Following the success of the first AvP, Rebellion was to bring Aliens vs Predator to the Atari Lynx in latter half of 1994 but the consoles demise made sure a complete game never saw the light of day. It wasn’t to be a direct port of it’s Jaguar brother but Rebellion was confident it could create a game just as challenging for the hand-held platform. Like its bigger brother, the Lynx version would have allowed the gamer to play as Aliens, Predator or Marine with a brand new storyline. Despite the Lynx demise, an incomplete demo of the game was circulated.
The demo let players try their hands at the Marine and the Predator with one simple objective: Get to the bomb and get out. Various websites got their hands on this hard to find demo. Atari HQ said: “Think of Jaguar AvP as a BMW M5 and the Lynx one as a BMW M3 — smaller, yes, but just as thrilling to play with.” But all that’s left of this game with so much potential is a glitchy demo that shows just what could have been. You can still play what was released via Rom and Emulator. If you’re lucky enough, copies of the cartridge do show up on Ebay from time-to-time.
Aliens vs Predator PC
And this is where the future begins… While previous games let you choose your side, 1999’s AvP for the PC took the gameplay to a whole new level. Aliens could walk on walls. They had the speed. The Predator had strength, a functional cloaking device and a grizzly array of weapons. The marines had to rely on their motion tracker and flares to navigate the abandoned colony of LV426.
This brought Aliens vs Predator to a whole new generation of gamers. The separate stories for each species gave it the sense of being three separate games. When the Gold Edition of the game was released in 2000, it added more bonus levels to the campaigns as well.
The game featured amazing reconstructions of Hadley’s Hope, of a Nostromo-like ship and even took you to the now Alien infested Fury 161. And to keep things fresh Rebellion threw in new locations such as the Temple of Unknown Origin and finally took us to Gateway station.
But where AvP truly shone was in the way that it made you feel like you were playing the movies. The Alien movies, at least. The Predator fans did indeed get left in the dark with AvP as the game mostly focused on Aliens, bringing the Predator into the Alien timeline much in the way the original Alien vs Predator comics did.
The tone and atmosphere the game created was always something that gave it an edge. The tentative steps the players would take, not knowing what was around the corner. It was amazing!

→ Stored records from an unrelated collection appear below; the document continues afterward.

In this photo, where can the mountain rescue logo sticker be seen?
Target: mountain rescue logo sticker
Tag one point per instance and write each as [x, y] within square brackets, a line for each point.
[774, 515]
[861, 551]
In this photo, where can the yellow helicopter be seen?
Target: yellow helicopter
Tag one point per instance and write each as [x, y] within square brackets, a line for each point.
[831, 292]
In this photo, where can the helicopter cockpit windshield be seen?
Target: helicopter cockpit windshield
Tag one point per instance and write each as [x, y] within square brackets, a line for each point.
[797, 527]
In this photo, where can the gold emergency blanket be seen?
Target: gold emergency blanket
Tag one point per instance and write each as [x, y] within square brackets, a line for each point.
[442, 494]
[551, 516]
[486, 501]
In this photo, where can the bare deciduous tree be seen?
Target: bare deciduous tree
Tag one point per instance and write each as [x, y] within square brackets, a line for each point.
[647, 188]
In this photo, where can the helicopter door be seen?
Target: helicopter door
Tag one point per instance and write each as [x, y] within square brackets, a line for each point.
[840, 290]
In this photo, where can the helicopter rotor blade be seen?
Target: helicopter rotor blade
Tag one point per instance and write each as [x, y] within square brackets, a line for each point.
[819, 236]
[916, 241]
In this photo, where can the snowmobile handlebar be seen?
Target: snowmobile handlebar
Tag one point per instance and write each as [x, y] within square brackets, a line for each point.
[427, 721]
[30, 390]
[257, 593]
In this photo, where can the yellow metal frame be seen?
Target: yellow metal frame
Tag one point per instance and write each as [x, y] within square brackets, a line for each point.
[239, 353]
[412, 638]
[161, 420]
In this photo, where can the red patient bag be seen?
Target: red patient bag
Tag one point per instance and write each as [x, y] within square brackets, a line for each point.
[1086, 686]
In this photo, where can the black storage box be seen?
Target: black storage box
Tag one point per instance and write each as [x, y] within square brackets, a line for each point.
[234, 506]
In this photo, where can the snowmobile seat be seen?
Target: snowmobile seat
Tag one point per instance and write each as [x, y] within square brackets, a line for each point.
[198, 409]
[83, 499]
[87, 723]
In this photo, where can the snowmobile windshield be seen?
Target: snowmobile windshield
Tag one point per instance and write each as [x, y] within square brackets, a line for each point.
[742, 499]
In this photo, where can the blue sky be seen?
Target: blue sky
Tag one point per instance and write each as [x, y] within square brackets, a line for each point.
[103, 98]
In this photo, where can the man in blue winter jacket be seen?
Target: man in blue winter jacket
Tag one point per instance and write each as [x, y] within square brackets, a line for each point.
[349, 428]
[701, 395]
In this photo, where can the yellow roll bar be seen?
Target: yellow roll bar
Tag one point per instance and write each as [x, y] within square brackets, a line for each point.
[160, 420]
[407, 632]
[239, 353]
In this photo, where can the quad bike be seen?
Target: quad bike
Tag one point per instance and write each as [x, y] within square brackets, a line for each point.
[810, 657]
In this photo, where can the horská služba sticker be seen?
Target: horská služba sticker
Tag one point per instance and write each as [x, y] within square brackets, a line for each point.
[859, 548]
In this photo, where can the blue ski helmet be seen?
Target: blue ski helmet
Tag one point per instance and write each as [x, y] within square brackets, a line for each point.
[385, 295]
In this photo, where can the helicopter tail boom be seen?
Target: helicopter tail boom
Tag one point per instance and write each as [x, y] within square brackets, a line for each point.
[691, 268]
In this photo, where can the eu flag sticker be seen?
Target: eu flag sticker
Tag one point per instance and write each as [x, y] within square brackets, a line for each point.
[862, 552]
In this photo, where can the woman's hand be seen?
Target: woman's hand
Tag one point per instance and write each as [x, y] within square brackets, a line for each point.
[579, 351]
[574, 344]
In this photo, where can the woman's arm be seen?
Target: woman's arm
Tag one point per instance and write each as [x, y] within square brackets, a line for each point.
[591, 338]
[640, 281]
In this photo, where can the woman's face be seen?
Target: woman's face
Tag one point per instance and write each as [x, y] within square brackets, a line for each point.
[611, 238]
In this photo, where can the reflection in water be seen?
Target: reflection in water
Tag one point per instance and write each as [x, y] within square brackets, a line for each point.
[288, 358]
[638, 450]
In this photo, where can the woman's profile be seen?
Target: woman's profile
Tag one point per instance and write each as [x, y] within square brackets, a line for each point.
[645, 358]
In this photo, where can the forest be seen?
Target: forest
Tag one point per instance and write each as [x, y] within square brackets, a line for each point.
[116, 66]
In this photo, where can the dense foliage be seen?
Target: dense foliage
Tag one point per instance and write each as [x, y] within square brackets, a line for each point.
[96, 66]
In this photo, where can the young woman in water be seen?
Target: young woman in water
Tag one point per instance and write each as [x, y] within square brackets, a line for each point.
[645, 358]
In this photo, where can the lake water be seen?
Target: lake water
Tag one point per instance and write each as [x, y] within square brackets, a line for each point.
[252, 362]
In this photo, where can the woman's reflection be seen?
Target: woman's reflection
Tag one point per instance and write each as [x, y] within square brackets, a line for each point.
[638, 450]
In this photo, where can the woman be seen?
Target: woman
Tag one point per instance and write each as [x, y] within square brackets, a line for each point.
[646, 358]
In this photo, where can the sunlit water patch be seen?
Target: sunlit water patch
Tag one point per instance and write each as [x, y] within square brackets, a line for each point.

AvP also featured a skirmish system which proved to be very popular. Facing up against hordes of aliens was one way to get your blood pumping. Multiplayer was also in AvP. However, it used a more private method of online gaming where you had to know the server IP beforehand. GameSpy changed this offering up a server list. I could go on some more but I’ll save that all for the review. In short Aliens vs Predator (and the subsequent Gold Edition) was the game we’d been waiting for. It was atmospheric and accurate (to a degree). It’s something I hope Rebellion can build on to provide us with an even better next-gen experience.